Define Hardware Classes
API: modelplane.ai/v1alpha1 · InferenceClass
An InferenceClass is a tested recipe for a GPU node pool. It bundles:
- Devices: the node’s hardware as a list of Dynamic Resource Allocation (DRA)
style devices, each with a driver, count, typed attributes, and capacity. The
scheduler matches a member’s
nodeSelectoragainst these devices, and GPUs bind to pods through DRA. - Provisioning (optional): how to create a node pool of this class on a specific cloud. Classes without provisioning are for existing clusters where the pool already exists.

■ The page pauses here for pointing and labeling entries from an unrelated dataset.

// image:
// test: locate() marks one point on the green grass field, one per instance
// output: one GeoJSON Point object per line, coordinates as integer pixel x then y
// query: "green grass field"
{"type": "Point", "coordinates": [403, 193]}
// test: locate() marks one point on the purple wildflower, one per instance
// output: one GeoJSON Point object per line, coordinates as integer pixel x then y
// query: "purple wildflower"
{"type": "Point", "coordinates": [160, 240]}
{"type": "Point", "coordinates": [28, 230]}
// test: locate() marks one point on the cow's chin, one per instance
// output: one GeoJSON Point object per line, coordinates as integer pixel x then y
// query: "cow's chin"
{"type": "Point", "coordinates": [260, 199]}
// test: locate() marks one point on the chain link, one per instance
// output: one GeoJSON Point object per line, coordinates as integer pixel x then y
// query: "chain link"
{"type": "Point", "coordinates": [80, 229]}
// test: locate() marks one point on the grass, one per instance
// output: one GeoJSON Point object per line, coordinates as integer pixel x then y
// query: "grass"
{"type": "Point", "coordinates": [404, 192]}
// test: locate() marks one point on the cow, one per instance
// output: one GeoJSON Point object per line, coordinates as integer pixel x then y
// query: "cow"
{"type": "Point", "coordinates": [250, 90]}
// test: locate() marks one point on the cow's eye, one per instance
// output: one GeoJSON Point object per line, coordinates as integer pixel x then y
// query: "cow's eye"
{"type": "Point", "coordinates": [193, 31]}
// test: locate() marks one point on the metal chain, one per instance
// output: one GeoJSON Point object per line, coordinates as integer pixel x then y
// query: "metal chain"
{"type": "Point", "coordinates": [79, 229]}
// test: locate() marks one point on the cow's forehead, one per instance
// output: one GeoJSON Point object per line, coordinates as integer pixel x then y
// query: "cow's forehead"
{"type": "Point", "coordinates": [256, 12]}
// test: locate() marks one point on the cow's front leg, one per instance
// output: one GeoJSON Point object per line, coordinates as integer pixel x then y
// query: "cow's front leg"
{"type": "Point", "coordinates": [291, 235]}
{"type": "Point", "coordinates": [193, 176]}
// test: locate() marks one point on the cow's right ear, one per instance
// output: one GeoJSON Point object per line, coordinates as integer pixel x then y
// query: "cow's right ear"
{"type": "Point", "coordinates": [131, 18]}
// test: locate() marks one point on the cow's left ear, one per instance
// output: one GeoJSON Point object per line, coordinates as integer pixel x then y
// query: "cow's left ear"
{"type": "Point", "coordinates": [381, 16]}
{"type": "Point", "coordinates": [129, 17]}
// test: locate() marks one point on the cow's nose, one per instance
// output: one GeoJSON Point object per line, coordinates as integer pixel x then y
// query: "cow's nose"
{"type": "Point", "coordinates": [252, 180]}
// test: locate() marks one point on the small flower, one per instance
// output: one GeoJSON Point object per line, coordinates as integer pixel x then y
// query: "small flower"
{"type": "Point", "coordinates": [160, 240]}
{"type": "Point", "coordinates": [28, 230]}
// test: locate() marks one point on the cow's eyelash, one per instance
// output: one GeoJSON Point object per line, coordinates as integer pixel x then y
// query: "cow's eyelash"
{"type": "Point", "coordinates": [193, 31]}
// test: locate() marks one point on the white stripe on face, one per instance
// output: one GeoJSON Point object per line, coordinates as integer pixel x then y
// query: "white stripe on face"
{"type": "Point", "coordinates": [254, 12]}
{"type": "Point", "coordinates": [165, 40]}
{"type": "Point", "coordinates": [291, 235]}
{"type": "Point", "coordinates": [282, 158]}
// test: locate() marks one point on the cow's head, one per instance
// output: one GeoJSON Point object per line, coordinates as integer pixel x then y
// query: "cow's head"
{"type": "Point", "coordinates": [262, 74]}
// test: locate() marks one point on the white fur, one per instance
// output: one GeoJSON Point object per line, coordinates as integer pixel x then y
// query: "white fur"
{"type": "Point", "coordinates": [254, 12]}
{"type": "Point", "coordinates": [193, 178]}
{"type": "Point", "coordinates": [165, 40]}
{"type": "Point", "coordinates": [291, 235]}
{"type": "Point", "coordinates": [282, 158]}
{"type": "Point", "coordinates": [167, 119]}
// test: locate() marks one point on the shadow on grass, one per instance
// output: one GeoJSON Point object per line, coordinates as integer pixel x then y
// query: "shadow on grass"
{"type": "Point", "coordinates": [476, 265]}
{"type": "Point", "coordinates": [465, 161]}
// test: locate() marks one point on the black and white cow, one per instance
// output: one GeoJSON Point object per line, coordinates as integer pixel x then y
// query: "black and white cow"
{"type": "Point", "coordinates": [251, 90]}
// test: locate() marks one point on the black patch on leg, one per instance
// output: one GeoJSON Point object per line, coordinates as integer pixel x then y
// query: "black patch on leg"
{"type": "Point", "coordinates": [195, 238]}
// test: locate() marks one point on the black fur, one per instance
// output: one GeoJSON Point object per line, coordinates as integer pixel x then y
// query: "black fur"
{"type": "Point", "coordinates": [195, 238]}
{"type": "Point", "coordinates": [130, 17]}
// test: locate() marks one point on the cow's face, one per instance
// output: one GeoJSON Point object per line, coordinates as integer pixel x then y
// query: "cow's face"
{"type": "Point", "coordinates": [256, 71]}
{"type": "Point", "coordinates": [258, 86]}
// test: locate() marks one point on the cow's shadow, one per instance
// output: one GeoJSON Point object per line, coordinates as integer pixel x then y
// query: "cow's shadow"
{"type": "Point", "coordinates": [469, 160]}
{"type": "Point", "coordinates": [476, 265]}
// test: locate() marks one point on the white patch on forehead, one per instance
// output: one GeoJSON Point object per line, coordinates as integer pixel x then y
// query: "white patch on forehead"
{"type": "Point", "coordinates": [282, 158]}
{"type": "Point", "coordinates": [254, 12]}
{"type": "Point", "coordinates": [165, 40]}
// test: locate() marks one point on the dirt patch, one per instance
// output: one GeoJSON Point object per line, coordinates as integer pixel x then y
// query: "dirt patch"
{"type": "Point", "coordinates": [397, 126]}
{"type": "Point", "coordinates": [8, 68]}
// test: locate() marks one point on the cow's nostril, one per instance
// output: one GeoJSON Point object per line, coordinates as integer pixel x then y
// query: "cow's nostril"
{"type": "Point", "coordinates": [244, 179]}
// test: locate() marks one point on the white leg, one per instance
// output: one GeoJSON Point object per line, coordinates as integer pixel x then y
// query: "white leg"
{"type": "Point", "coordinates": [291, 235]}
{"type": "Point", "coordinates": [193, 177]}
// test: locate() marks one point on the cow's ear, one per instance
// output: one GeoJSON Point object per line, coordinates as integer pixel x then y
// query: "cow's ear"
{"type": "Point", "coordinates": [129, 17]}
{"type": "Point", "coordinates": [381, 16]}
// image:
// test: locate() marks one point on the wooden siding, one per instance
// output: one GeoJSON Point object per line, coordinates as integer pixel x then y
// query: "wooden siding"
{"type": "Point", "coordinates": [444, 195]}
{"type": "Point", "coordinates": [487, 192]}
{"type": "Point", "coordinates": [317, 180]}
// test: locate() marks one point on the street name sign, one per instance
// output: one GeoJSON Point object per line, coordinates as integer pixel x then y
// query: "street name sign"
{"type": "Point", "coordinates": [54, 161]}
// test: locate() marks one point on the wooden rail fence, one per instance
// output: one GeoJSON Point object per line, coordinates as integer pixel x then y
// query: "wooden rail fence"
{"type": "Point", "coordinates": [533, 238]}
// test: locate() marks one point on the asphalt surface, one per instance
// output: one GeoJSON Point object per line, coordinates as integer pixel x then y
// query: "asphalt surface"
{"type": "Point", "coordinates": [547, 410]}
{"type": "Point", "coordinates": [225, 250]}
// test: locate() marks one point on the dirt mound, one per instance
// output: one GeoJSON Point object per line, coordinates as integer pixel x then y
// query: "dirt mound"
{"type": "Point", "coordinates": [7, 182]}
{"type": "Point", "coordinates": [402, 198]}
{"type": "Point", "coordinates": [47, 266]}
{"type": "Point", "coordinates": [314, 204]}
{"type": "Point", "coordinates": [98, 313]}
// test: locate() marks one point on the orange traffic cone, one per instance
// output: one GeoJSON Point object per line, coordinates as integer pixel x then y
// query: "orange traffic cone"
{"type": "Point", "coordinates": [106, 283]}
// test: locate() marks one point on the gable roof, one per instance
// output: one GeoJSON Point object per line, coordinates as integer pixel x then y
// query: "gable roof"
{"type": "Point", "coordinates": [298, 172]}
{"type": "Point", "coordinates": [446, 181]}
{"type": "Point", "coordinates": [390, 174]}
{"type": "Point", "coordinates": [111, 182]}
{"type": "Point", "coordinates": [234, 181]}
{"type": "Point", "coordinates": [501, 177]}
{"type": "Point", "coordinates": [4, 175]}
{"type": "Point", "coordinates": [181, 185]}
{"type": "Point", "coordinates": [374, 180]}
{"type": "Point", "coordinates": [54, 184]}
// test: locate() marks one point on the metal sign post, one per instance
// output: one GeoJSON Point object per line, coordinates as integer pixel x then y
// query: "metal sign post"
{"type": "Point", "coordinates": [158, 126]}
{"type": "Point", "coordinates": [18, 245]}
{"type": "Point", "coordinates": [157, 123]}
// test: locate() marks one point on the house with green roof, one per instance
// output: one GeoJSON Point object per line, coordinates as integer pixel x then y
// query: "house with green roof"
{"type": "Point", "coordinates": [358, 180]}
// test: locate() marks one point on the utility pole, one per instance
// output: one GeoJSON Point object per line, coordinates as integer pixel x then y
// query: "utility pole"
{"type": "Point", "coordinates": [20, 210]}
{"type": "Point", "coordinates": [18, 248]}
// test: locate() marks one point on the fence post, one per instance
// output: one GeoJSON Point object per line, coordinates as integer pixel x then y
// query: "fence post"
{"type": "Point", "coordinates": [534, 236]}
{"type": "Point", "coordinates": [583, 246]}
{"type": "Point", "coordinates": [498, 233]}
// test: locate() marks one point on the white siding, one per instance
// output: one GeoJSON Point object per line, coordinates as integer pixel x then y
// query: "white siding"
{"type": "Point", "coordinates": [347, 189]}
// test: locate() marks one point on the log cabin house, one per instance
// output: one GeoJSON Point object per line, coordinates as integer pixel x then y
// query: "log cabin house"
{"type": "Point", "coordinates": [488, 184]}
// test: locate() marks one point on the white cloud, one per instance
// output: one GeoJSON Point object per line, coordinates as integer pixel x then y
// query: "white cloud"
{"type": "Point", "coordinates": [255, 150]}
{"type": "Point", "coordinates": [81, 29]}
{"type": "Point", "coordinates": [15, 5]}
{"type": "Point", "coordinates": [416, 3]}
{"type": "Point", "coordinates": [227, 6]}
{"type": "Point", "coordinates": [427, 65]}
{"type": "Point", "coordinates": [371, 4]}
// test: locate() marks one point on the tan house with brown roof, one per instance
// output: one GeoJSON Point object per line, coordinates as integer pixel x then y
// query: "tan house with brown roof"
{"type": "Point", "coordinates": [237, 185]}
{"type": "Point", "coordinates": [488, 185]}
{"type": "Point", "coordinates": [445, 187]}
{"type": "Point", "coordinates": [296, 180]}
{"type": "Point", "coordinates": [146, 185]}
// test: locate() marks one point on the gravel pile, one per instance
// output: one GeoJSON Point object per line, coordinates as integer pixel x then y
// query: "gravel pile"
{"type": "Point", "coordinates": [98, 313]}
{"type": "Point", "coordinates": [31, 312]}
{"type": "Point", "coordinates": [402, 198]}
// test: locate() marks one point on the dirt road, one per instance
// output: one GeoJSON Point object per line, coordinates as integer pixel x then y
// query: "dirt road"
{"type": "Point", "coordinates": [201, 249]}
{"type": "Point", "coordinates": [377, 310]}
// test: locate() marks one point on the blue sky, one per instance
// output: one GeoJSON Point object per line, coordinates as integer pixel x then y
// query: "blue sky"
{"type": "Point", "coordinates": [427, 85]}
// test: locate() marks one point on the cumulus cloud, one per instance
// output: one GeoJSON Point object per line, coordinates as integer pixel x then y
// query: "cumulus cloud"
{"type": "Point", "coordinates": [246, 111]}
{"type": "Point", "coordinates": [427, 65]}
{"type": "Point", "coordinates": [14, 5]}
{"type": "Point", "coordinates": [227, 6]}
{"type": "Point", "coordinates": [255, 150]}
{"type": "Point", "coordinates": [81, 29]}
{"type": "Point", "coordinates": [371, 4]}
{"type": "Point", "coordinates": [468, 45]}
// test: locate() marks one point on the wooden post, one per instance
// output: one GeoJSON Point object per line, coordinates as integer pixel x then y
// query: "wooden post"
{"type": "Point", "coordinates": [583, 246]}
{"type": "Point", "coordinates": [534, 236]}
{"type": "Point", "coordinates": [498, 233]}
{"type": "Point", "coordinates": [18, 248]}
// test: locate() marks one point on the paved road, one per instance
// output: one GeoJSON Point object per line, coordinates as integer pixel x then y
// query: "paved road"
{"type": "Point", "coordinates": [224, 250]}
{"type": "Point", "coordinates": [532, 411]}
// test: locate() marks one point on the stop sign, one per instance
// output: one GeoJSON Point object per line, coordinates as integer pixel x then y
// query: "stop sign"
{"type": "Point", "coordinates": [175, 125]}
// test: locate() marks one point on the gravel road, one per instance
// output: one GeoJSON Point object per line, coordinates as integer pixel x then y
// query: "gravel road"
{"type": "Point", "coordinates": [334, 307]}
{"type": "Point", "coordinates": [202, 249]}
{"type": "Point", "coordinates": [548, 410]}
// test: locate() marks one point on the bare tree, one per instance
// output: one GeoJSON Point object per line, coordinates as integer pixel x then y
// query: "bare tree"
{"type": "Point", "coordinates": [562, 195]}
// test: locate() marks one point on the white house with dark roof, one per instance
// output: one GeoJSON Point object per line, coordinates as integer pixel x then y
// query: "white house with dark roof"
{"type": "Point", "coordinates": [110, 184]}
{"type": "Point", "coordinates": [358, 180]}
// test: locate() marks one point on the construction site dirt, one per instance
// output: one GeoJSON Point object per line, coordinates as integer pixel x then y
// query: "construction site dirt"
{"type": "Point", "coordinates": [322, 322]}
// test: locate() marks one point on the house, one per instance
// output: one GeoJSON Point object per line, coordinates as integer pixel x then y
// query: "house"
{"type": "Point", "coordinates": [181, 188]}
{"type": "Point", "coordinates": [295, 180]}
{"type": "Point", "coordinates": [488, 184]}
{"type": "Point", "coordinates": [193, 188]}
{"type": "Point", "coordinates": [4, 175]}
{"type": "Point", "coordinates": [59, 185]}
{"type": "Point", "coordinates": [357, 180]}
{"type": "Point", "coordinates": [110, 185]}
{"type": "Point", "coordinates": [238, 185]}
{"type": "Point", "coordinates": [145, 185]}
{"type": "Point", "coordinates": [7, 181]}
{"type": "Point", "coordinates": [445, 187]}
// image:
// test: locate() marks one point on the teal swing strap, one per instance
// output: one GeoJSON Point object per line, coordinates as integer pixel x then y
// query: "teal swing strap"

Different clouds and GPU types imply different classes. A GKE L4 pool is
gke-l4-1x-g2. A bare-metal H100 pool is h100-8x-byo (no provisioning).
Describing devices
A class’s devices follow Kubernetes
Dynamic Resource Allocation
(DRA), the mechanism modern Kubernetes uses to match GPUs to pods. Each device
has a driver (the vendor that owns it, such as gpu.nvidia.com), a count
(how many a node has), typed attributes (such as architecture), and
capacity (quantities, such as memory). This mirrors the shape the GPU’s DRA
driver publishes on a real node, so what you declare here is what an ML team’s
nodeSelector matches against and what DRA binds at runtime.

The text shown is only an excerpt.